In the past, the serological diagnosis of FLD cases was carried out exclusively using immunoprecipitation (IP) techniques. The panel of antigens classically used by our laboratory for the serological diagnosis of FLD consists of the lyophilized somatic antigens of the six micro-organisms listed above. However, IP techniques are time consuming and require a high level of expertise. One such technique, electrosyneresis, was abandoned recently due to the lack of cellulose acetate strips on the market, although it had previously been validated as a confirmation technique (Fenoglio et al., 2007). The measurements of serum-specific immunoglobulin (SS-IgG) is a diagnostic test proposed for several forms of HP (Johannson et al., 2020). Establishing the diagnosis of FLD is crucial for the implementation of preventive measures or even the proposal of professional reconversion and for disease prognosis. There is a need to develop a new approach to serodiagnosis of FLD using standardized techniques that can be easily used by non-specialist laboratories. As early as 2005, Fink et al. highlighted the need to improve standardization of the antigens used for these serological assays (Fink et al., 2005). An alternative to somatic antigens are purified antigens (PAgs) and recombinant antigens (r-Ags). Somatic antigens are obtained from the microorganisms present in the material manipulated by patients. Somatic antigens are composed of a variety of antigenic fractions. Proteic purified antigens are obtained through the enzymatic lysis of cell wall polysaccharides, protein acid precipitation, and acetone purification. PAgs are more standardized than somatic antigens.
Proteomic analysis to compare antigenic proteins between FLD and exposed control populations allowed us to identify protein biomarkers from SR, LC, and EA (Barrera et al., 2014a; Millon et al., 2012; Rognon et al., 2016). In total, 17 recombinant proteins were produced for SR, six for LC, and five for EA (Barrera et al., 2014a; Millon et al., 2012; Rognon et al., 2016).
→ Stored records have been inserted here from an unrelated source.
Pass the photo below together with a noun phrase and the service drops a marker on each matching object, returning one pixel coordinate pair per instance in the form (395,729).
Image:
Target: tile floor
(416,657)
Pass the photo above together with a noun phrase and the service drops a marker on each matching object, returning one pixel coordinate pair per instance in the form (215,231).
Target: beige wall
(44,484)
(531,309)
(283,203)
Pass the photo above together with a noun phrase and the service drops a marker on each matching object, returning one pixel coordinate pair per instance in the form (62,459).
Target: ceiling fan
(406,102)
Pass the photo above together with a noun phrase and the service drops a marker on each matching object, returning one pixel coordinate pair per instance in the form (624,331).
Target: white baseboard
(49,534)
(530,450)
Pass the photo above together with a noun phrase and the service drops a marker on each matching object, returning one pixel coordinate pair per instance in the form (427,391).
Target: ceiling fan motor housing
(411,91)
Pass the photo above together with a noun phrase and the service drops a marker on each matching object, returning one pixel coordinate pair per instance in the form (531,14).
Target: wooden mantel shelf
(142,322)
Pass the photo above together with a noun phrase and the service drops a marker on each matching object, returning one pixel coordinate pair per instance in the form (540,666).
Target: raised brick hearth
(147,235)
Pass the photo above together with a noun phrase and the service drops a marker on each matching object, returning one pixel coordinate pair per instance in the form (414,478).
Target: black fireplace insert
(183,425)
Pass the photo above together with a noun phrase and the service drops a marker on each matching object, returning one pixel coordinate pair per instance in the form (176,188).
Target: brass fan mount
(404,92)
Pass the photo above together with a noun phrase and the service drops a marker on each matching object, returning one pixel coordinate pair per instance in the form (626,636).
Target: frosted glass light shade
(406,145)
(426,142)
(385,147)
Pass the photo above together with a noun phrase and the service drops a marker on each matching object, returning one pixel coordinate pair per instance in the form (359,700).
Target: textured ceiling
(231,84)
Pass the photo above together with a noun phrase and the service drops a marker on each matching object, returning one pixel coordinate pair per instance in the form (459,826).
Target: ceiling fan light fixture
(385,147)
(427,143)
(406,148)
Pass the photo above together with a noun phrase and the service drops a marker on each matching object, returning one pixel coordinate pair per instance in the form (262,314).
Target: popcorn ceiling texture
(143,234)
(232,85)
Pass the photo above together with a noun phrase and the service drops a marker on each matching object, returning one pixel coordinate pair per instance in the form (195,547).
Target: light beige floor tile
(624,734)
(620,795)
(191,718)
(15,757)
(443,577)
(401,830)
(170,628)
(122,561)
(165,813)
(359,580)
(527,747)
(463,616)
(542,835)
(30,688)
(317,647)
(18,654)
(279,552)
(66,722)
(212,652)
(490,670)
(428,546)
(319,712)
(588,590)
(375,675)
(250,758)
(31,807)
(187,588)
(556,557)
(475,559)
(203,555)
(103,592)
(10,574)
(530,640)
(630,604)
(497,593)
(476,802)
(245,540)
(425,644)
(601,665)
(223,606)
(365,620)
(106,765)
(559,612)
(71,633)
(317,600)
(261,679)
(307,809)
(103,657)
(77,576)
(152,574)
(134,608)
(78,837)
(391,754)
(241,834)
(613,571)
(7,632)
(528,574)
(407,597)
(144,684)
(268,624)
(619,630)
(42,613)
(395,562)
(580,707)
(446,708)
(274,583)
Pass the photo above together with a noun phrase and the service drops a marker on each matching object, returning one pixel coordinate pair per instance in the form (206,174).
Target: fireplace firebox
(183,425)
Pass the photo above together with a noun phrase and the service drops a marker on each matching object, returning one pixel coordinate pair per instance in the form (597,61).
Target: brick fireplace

Enzyme-linked immunosorbent assay (ELISA) tests showed good diagnostic performance with three r-Ags from SR (SR17, SR1FA, SR22) (Barrera et al., 2014a), two from LC (DLDH, Psubα), (Rognon et al., 2016), and two from EA (GLPV, G6PI) (Millon et al., 2012). Sensitivity (Se) using these r-Ags was between 72 % and 83 % and specificity (Sp) between 72 % and 94 %. The sensitivity of a test, noted as ‘Se’, corresponds to its ability to correctly identify individuals with the disease (true positives), while the specificity, noted as ‘Sp’, designates its ability to correctly identify individuals without the disease (true negatives) (Trevethan, 2017).
The main objective of the present study was to develop an effective global strategy using an ELISA for the serodiagnosis of FLD. The initial phase of our study focused on identifying a high performance combination of PAgs and r-Ags that could be used as a panel of antigens for an ELISA using sera from an initial group of patients (group 1). The second phase aimed to validate the most efficient strategy for FLD serodiagnosis combining screening by ELISA and confirmation using an IP technique on another group of FLD and non-FLD patients (group 2). To improve the performance of the serological tests, we used a mixture of PAgs and r-Ags, as used in certain commercially available ELISA kits (Dumollard et al., 2016).